IREN’s ( IREN ) latest earnings provided a snapshot of a company in the midst of transition, with shares currently paying the price of that transition. The firm reported weaker than expected revenue and earnings as bitcoin mining took a backseat to its fast-growing AI cloud ambitions.
Crushed by record low margins after the halving in 2024, bitcoin miners are remaking themselves as digital infrastructure players, converting power-hungry mining sites into AI-ready data centers in a bid for more stable, long-term earnings.
One of last year’s top performing stocks, not only in crypto but for the entire market, IREN has come back down to earth a bit since reaching record highs near $77 in November. Down about 20% amid Thursday’s market crash, shares are flat Friday at $39.77.
IREN has secured $3.6 billion in GPU financing tied to its Microsoft contract, along with a customer upfront payment of $1.9 billion, financing that management says will cover about 95% of GPU-related capital expenditures as it scales its AI business, a development JPMorgan analysts Reginald Smith and Charles Pearce described as encouraging.
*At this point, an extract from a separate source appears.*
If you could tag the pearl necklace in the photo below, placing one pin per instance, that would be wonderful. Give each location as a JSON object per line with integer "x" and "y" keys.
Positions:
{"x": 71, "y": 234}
IREN’s second-quarter fiscal revenue fell sequentially as lower average hash rate, fewer coins mined and a quarter-on-quarter decline in bitcoin prices weighed on the results, according to the Wall Street bank.
The drag from mining was partially offset by rapid growth in cloud services, where revenue more than doubled from the previous quarter to $17 million. That number came in above JPMorgan’s estimate of $14 million, but well below the Street’s $28 million forecast. Management said all GPUs currently enabled are fully contracted, a signal the bank described as encouraging as the company pivots toward AI infrastructure.
Cost controls also helped cushion the quarter. Cash SG&A declined sharply to $43 million, while power costs decreased due to lower average hash rate. As a result, adjusted EBITDA reached $75 million, beating the bank’s estimate, driven by lower operating and energy expenses. The bank has an underweight on the share.
Investment bank B. Riley raised its price target on IREN to $83 from $74, while reiterating its buy rating, arguing that the recent pullback has created an attractive entry point.
The upgrade comes despite a softer fiscal second quarter, where adjusted EBITDA of $75.3 million missed expectations. B. Riley said the earnings miss is overshadowed by IREN’s progress with its AI pivot, including $3.6 billion in low-cost GPU financing tied to its Microsoft deal, a $1.9 billion upfront payment that covers about 95% of GPU capex, and an expanded power portfolio that now exceeds 4.5 gigawatts (GW).
Compass Point analyst Michael Donovan reiterated a buy rating and a $105 price target on IREN, saying the latest earnings show a company better positioned for growth, even though recent results were weaker. He said IREN now has more secure power and a clearer plan to fund its expansion, which means more than a soft quarter.
Donovan described the fourth quarter as a period of change. Revenue fell to $184.7 million as the company mined less bitcoin while switching its facilities from older bitcoin-focused machines to newer chips used for artificial intelligence. Still, the mix of revenue improved as AI-related services began to make up a larger part of the business.
He pointed to the $3.6 billion funding package tied to IREN’s Microsoft project as an important milestone. The financing is larger than originally planned and is structured so that money is withdrawn as construction progresses and revenue contracts begin.
Donovan expects IREN to begin recognizing revenue from Microsoft toward the end of the second quarter of 2026, after which revenue will increase in stages. By the end of 2026, he sees a path for the company to generate about $3.4 billion in annual revenue.